Fire near Bright Angel Trail, Grand Canyon. Photo by JoAnn Sturman
Scott Sturman
fliesinyoureyes.com
“We just had to try for a boy. Having two girls didn't seem right.”
This sounds like a story one would hear from a middle age couple who decide to give it one last try. But these are the words from a conversation between a labor and delivery nurse and her 18 year old patient who was having a cesarean section for her third child. Neither she nor her boyfriend were high school graduates or employed. Eighteen years old, unmarried, no education, no job, and three kids under four years old – how do they make ends meet? It's simple. We pay for it, and there are no strings attached.
Times are tough and middle class birthrates are down as couples are delaying having children until economic conditions improve - but not in California's Central Valley. The labor and delivery area where I work is brimming with pregnant women, many who are teenagers, most who are unmarried, and almost all who are receiving welfare. The region's unemployment rate is over 15%, but a growing segment of the poor and uneducated have found a way to make a living having babies at public expense. This situation would not be as worrisome if good parenting skills and well adjusted, successful children were society's reward for financial aid. On the contrary these children are more apt to perform poorly in school, use drugs, experience troubles with the law, and repeat the mistakes of their parents. Under the current system government support is certain, but there is no quid pro quo on the part of the recipients to insure they are raising their children well.

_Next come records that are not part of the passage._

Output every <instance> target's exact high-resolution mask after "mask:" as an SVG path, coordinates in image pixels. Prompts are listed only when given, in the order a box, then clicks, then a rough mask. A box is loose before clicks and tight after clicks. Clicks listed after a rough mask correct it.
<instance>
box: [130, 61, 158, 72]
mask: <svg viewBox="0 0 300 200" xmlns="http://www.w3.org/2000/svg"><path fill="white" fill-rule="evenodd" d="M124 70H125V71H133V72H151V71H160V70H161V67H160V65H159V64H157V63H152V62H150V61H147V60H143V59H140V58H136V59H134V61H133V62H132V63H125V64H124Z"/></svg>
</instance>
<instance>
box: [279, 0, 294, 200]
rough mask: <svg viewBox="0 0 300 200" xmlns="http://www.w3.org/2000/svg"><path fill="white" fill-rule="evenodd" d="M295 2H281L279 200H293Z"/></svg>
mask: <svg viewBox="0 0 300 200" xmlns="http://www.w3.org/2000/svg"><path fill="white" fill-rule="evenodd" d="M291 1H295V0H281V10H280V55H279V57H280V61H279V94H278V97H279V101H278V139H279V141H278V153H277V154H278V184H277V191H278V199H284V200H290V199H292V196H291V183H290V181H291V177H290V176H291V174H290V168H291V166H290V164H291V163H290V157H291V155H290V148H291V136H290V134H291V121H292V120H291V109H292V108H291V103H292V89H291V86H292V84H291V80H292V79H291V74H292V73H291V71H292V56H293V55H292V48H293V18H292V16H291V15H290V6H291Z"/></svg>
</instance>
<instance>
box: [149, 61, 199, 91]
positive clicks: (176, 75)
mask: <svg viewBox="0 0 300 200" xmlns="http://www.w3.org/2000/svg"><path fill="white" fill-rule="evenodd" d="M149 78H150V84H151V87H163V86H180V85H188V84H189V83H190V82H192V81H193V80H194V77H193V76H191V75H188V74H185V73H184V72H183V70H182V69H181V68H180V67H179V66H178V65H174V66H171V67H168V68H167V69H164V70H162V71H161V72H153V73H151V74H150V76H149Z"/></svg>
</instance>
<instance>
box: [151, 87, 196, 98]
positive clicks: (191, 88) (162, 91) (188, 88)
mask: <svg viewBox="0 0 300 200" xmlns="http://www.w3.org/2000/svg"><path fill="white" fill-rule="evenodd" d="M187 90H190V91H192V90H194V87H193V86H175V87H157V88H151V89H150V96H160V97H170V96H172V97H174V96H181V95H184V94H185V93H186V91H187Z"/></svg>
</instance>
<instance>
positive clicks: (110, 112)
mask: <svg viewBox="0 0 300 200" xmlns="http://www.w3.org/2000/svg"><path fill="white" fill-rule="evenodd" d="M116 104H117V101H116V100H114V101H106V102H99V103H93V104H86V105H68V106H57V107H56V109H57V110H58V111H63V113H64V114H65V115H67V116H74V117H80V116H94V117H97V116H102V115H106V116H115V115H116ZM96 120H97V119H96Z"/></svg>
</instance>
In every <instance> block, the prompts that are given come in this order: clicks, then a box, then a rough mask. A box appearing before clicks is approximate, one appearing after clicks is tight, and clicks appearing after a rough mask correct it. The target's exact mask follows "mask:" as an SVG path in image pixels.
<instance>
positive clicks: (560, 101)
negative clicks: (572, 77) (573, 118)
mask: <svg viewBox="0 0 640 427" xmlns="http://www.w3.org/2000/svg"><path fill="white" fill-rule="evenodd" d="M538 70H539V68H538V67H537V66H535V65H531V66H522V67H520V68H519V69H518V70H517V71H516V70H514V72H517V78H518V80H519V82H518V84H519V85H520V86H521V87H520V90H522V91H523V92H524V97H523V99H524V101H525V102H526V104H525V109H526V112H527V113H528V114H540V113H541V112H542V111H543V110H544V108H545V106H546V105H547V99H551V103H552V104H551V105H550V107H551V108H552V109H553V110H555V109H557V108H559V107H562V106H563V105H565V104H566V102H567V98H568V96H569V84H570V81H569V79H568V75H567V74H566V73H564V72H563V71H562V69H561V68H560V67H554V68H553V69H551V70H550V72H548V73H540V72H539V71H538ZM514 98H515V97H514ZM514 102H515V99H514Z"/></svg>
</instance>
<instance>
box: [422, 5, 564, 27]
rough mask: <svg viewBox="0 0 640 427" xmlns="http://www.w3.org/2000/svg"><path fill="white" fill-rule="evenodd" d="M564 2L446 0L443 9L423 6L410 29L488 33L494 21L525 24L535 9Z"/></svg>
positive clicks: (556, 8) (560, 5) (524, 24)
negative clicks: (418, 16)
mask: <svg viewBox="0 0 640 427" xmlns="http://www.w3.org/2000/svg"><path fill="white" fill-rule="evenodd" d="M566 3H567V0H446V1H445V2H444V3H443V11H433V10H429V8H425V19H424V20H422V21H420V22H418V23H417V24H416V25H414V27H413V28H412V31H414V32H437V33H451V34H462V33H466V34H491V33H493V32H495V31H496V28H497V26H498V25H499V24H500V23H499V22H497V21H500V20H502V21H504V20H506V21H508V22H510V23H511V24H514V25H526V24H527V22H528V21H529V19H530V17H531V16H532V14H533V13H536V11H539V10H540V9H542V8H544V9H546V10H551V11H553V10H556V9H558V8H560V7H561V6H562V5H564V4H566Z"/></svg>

What are the financial enticements for having children? The Fresno County Department of Social Services was helpful in providing information regarding the benefits available. Do welfare mothers receive more money for each additional child? Yes, they receive $326/month for the first child, and this stipend is increased for each child. By the 10th child the payment is $1398/month. The cash benefit comprises only a small portion of the entire financial package. Free medical care, food stamps, rental subsides, and child care are offered. This may not be the life many of us choose to lead, but with cash and generous benefit packages it has become a sustainable lifestyle.
What are the responsibilities of the welfare recipients? Not many:
- no requirement to use birth control or stay in school
- no demonstration of adequate parenting skills
- no manner to insure the child is adequately supervised or receiving a meaningful educational experience
- no guarantee that the money will be spent on the child
It is a laissez fare free-for-all where much is left to hope. Many of these adolescents and women behave in the same manner as their mothers and grandmothers. Without structure, stability, or positive roll models, their course is set from childhood. It is tragic when government programs reinforce the cycle by rewarding destructive behavior.
In our hospital a pregnant unwed teenager who smokes cigarettes will receive counseling from social services to stop smoking but not for having her third baby by three different fathers. In the interest of the baby's welfare this would be the opportune time to intervene, but in the world of tax financed obstetrics this subject is taboo.
A number of changes are necessary that provide support for children but discourage welfare motherhood as a career option:
- All support of welfare mothers should be non cash
- Dormitory housing available but no individual housing
- Food stamps good for purchase of only nutritious foods (Been There? Read That? “Feeding Obesity” 11/6/09 )
- Require identification of the child's father, so at some point his wages can be garnished or his government benefits used to support the child.
- Offer teenagers who participate is risky sexual behavior an enticement to prevent pregnancy while in junior high and high school. The use of reversible long term birth control methods coupled with a modest monthly financial reward would encourage adolescents to stay in school and delay their child rearing days for later in life. A better educated and more mature young woman has a better chance avoid early pregnancy and break the vicious cycle which ensures poverty and hopelessness.
Unless one is associated with the medical or social service field, there is little awareness of the scope of this problem. The best chance for any child to succeed is to have two committed parents, and one of them is not the welfare department with cash in hand and no questions asked.